St Denis Church is a Roman Catholic church in the Perth suburb of Joondanna, Western Australia. The building was designed by Ernest Rossen and Iris Rossen, and is inspired by the Chapel du Ronchamp. It was built in 1967 and consecrated in 1968.

The church has a pipe organ. The instrument was originally built in 1957 for the chapel at St John of God Subiaco Hospital. That chapel was demolished in 1994 and the organ was removed and rebuilt at St Denis. It was damaged during a severe storm in 2010, but subsequently repaired.
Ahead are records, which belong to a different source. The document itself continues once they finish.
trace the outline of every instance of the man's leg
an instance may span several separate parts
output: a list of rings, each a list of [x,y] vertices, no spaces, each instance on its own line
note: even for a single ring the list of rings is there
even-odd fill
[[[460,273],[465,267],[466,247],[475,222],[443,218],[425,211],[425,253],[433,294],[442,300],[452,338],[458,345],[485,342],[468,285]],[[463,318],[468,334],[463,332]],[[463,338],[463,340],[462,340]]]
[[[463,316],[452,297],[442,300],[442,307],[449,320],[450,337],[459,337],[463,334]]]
In 2010/11 a five-year plan to renovate the church building commenced:
 The crying room was converted to a gathering space.
 A new sound system was installed, including hearing units for those hard-of-hearing.
 Indoor toilets were installed.
 Reverse-cycle air-conditioning was installed.
 Solar panels were installed on the roof of the church and presbytery.

In 2014 the tabernacle was moved from its original location on the side of the sanctuary to directly behind the altar.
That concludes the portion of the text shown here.